Kelowna is no different than many other communities, and certainly I have lived in communities far more severe in their degree of dysfunction, yet what is it about Kelowna that’s causing an increasing number of individuals to quietly ponder, should I stay or should I go?
At what point do we determine we are living in a narcissistic dysfunctional community, and decide it’s time in the interest of our own self-health to move on.
Should I Stay Or Should I Go – Signs It’s Time To Leave
Here are 14 signs that can help you answer the question of should I stay or should I go? These are signs that your community may no longer be a healthy place for you to live anymore, and help you identify possible changes that would enable for you to remain or further enhance your need to give serious thought to leaving. If multiples of these signs apply to your situation, then it’s likely time for your own health and well being, to leave as soon as is possible.
- You’ve lost sight of your core life passion.
- You wake up each morning dreading the day ahead.
- The quality of the community of people you continually rub shoulders with is getting worse and not better.
- You find yourself continually stressed, negative and feeling unhappy about being where you are at this point in your life.
- You feel trapped, and the longer you stay the more your life is being sucked out of you.
- The stress of “trying to hang in there” is affecting your health.
- You recognize you are living in a toxic narcissistic community, so deeply entrenched in it’s dysfunction, that you find yourself no longer “fitting in” unable to believe in what your peers wish you to accept as being normal and healthy.
- Your professional performance is suffering.
- You’ve lost a healthy work-life balance.
- You are no longer able to contribute positively due to the devaluing nature of those around you.

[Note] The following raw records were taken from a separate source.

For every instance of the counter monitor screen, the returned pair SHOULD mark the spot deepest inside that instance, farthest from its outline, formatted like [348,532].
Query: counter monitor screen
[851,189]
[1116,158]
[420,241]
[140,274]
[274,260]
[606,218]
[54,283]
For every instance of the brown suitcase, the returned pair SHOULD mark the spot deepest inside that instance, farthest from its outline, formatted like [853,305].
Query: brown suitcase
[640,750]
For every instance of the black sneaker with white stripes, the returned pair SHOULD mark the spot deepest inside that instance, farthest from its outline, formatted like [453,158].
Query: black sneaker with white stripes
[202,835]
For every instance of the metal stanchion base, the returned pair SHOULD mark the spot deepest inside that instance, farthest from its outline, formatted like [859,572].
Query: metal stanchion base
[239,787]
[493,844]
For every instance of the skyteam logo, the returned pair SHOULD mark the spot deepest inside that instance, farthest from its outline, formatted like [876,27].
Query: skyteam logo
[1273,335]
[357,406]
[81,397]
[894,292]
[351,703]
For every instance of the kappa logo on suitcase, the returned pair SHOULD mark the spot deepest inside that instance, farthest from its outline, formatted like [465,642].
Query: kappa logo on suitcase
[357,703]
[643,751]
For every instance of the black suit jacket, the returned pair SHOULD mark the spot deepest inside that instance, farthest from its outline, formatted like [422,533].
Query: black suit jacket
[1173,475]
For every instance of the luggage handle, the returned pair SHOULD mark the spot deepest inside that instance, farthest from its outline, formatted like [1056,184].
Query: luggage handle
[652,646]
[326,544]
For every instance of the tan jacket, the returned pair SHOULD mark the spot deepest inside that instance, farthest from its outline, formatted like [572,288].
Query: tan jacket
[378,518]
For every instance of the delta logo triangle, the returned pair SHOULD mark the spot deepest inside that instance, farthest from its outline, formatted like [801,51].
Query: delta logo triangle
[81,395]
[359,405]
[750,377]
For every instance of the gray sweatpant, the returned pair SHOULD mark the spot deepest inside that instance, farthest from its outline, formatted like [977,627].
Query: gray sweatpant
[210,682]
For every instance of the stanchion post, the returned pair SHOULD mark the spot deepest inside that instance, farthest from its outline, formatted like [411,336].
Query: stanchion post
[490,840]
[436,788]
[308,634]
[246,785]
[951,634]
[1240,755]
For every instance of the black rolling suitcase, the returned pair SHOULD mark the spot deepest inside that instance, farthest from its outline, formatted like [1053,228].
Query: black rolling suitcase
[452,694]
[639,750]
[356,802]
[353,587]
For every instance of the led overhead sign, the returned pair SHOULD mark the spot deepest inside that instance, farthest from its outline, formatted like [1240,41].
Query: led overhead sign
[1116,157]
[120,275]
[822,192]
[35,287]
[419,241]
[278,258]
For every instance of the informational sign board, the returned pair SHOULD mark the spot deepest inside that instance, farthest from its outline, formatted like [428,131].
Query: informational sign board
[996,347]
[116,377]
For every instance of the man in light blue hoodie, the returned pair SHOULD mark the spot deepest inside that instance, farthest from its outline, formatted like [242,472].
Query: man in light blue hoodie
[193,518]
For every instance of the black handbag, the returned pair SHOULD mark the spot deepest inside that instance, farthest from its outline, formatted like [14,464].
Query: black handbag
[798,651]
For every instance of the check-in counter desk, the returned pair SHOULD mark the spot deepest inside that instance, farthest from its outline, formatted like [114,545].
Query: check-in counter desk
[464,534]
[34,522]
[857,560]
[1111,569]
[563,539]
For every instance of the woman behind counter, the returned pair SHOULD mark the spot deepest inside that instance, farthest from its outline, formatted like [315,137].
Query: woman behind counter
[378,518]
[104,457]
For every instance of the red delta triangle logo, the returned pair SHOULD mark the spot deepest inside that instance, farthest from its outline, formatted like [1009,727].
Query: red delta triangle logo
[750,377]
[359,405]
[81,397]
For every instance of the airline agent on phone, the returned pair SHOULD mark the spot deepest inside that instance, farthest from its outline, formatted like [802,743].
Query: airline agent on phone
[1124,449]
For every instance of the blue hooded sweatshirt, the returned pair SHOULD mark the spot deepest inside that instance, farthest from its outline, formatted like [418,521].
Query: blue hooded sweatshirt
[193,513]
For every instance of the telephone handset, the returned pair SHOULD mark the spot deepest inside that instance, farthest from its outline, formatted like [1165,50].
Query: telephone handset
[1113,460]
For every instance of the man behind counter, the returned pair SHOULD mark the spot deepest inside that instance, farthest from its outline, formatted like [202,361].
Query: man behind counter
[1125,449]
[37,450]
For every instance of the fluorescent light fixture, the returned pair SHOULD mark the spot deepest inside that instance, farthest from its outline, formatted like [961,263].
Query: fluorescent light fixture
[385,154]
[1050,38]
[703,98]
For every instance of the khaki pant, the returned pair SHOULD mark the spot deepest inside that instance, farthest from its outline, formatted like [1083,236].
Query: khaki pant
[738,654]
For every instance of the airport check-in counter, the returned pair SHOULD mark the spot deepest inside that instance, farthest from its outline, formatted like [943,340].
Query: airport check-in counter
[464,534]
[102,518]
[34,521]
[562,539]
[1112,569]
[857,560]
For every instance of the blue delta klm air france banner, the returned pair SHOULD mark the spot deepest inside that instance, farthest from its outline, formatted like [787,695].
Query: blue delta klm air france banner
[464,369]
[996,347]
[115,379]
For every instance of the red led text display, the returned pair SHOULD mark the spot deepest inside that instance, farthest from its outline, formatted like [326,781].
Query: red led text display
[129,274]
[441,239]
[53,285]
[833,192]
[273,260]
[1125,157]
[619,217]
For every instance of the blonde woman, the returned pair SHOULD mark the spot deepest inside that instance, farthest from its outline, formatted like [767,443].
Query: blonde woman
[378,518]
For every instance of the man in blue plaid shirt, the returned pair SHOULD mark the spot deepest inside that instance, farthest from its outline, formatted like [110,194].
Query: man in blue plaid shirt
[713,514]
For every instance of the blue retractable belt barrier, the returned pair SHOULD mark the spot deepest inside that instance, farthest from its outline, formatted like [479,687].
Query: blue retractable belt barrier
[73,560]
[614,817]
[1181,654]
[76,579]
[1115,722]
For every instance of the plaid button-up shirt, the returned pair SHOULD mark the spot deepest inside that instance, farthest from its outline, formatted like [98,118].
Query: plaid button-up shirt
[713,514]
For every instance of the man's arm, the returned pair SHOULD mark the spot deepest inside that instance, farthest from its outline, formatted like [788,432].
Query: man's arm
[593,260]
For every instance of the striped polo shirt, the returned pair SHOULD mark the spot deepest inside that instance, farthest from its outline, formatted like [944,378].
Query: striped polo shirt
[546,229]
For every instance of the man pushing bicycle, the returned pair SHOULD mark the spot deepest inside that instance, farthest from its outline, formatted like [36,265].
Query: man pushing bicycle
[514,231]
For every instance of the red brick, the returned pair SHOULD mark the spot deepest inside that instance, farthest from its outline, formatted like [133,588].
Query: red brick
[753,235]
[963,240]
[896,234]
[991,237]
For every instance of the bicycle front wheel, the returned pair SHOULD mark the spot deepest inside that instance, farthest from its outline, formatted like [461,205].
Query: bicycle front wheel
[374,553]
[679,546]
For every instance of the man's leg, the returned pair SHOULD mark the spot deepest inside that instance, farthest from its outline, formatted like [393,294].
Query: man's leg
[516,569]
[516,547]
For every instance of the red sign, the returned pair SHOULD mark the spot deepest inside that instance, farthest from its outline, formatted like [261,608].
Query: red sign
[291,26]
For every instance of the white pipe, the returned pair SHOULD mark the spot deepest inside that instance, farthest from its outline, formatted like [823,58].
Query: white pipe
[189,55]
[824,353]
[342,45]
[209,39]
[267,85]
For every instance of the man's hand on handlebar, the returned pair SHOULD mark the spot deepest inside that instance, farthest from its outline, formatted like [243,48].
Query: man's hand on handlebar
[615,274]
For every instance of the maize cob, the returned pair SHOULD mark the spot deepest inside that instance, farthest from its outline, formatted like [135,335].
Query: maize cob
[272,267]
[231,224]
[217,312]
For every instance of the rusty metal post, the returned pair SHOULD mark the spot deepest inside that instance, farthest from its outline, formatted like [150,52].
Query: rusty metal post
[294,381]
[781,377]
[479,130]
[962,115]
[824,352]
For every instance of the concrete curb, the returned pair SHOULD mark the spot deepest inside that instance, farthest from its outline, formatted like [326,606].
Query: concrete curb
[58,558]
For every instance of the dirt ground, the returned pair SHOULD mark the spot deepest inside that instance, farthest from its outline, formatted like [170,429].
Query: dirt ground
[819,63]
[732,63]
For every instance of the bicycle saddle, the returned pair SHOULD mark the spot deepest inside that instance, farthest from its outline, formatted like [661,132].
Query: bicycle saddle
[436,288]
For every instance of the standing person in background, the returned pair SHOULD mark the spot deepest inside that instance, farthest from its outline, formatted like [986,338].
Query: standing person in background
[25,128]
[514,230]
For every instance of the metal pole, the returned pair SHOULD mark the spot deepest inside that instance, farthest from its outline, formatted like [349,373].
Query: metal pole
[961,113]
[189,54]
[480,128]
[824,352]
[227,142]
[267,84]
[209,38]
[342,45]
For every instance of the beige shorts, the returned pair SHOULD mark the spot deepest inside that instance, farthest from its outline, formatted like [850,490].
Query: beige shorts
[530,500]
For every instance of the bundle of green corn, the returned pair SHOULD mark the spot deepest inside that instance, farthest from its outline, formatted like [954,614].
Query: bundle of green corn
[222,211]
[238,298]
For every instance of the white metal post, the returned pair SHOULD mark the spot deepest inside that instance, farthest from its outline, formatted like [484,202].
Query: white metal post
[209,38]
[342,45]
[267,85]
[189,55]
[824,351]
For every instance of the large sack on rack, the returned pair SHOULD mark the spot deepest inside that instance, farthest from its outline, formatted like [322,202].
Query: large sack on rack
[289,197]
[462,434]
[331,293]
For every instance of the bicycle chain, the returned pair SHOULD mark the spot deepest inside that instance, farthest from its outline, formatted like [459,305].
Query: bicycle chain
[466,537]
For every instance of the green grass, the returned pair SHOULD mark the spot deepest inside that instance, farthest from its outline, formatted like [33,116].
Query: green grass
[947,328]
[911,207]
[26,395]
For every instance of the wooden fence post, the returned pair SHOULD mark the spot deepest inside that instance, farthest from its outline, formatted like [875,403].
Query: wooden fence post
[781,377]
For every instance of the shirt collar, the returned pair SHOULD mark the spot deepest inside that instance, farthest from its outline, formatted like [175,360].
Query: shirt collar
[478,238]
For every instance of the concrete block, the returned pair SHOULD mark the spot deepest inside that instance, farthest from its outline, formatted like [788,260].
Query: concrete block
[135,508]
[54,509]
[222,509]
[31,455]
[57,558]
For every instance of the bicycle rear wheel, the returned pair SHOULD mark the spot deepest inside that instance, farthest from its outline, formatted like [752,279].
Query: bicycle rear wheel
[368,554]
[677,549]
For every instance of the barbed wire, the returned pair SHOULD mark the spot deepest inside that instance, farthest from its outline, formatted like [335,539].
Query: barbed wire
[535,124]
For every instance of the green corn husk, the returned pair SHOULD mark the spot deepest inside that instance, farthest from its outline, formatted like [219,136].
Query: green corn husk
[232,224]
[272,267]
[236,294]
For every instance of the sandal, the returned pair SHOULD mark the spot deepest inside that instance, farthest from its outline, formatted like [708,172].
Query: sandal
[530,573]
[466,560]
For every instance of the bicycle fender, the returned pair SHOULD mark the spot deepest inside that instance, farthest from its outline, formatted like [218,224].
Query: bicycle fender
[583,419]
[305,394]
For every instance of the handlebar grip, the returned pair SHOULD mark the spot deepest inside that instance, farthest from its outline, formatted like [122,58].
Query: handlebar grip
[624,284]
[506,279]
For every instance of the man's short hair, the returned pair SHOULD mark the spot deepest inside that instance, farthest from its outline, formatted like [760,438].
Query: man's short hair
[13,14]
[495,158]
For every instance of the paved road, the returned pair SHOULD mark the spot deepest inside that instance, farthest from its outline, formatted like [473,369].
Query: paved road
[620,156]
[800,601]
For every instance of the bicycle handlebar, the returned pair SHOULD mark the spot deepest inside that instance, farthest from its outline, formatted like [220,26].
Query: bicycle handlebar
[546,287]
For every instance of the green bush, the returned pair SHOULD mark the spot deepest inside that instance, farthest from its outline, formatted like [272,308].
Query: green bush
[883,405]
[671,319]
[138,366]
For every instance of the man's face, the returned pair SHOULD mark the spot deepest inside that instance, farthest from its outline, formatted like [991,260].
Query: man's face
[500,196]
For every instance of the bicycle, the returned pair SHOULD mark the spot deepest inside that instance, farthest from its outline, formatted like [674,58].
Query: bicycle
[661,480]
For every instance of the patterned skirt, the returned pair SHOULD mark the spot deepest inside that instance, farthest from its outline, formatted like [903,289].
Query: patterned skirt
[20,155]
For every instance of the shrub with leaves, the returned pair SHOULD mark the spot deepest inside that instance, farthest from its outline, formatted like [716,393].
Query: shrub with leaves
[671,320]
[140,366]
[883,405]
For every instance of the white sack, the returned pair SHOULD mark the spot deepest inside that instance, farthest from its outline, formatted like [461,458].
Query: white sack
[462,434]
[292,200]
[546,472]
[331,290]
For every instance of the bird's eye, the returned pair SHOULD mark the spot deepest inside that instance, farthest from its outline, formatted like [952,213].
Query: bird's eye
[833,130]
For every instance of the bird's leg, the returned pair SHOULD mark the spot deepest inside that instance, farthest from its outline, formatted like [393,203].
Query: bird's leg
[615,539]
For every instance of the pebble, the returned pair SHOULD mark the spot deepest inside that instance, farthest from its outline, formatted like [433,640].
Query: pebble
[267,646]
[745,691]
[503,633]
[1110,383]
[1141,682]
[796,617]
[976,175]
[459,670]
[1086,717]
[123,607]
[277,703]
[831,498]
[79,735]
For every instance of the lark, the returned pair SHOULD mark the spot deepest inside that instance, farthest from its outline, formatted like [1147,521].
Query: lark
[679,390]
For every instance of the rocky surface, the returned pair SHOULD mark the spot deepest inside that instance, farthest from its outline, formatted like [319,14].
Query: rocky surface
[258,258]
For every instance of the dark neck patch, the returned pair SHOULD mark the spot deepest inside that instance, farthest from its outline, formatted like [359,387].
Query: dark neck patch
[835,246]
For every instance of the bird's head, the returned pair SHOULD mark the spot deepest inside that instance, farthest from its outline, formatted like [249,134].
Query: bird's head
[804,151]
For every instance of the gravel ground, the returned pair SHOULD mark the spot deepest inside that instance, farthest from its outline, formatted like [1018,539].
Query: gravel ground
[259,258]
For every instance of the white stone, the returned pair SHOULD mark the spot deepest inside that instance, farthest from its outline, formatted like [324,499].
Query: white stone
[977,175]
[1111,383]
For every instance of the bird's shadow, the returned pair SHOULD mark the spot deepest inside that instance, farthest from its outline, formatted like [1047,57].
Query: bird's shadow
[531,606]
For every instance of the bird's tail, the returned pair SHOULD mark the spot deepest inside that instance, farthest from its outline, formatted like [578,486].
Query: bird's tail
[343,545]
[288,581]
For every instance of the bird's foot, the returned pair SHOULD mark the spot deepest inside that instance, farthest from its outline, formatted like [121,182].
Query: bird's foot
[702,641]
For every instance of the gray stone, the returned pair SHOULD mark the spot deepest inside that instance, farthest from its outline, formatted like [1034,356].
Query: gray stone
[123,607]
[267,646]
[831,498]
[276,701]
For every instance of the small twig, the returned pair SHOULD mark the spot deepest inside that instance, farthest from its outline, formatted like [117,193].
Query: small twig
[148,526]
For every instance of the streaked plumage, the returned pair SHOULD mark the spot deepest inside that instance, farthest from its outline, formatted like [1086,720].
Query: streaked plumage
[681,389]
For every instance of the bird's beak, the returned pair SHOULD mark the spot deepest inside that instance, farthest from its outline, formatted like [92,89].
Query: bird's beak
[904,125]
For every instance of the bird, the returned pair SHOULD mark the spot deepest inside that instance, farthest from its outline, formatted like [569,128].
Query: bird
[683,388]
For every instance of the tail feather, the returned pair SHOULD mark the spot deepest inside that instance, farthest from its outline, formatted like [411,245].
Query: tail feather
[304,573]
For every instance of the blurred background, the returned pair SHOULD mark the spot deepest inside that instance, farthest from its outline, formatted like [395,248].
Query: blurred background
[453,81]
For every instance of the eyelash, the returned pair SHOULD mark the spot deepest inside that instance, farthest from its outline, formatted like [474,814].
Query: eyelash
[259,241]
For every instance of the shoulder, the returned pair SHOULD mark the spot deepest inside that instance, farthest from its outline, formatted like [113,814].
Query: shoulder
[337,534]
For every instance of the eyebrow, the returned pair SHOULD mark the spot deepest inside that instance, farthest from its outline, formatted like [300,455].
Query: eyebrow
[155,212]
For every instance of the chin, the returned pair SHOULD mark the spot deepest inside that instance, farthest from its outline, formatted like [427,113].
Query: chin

- The demands on you have increased while the ability to earn an affordable living has decreased.
- Your unique voice as a contributing member of society is no longer being heard, or given an opportunity to be heard.
- You are bored and feeling stagnated, as if life is simply passing by.
- Your insistence in “hanging in there” means continually exposing yourself to other people’s harassment, bullying, destructive gossip, and toxic uncaring peer pressure.
Should I stay or should I go? Once you realize you can no longer contribute to positive change in your community, it might be time to consider leaving. Before you jump ship, you should take time to write down the pros and cons of leaving your community, and bounce them off one or two trusted friends or family members so you can gain a broader perspective.
Should I stay or should I go? First, you’ll want to set goals for yourself detailing what you are looking for in terms of new community. Second, you’ll want to create a game plan – your exit strategy. Third, make a list of what you “must have”, and would “like to have” in a new community. Fourth, do your research and take a year to scout out new communities, making sure you are moving into a healthier community than the one you are leaving. Finally, pull the plug in as polite and professional a manner as is possible. Burning bridges is sometimes necessary, but should always be done as a last resort.